Ini adalah hari bahagianya ia akan menjadi istri Bripda Sofiyan beberapa menit lagi, disana sudah banyak tamu undangan yang datang untuk menyaksikan momen sakral dihidupnya, ia begitu gugup dilihatnya kekasihnya telah duduk didepan penghulu bersama papanya beserta para tamu undangan yang lumayan banyak, prosesi ijab kabul dilaksanakan tepat jam 08.00 pagi ini & setelah itu langsung keacara resepsi pernikahan mulai jam 10.00pagi sampai dengan selesai.
" tenang dek, lo pasti gugup ya " (kata mba Reina)
" aduh bukan lagi mba, gue takut bang Sofiyan salah pas ijab " (kata Bripda Alin)
" Sofiyan kan sudah latihan sama mas Bagas, yakin aja deh " (kata Mbak Reina)
" iya mba semogalah " (kata Bripda Alin)
Tak lama kemudian terdengar suara ijab kabul diucapkan oleh Bripda Sofiyan & alhamdulillah ramai-ramai orang berkata sah.
" sah " (kata semua orang)
" Alhamdulillah " (kata Bripda Alin)
" Alhamdulillah ayo dek keluar " (kata mba Reina yang mengajaknya keluar)

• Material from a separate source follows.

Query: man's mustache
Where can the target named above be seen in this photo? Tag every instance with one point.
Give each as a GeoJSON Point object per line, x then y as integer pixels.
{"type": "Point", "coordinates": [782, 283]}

Bripda Alin segera keluar menuju ketempat pria yang kini telah menjadi suaminya, Bripda Sofiyan tersenyum kearahnya, saat ini dirinya begitu cantik mengenakan balutan kebaya putih sangat anggun & berkilauan karena manik-manik yang terpasang disana, jarinya dipasangkan cincin pernikahan, diciumnya keningnya oleh suaminya, ia sungguh sangat bahagia akhirnya ia menikah dengan orang yang mencintainya & ia cintai, ia mulai bersalaman dengan kedua orangtuanya lalu mertuanya kemudian para sanak keluarga & lain-lain.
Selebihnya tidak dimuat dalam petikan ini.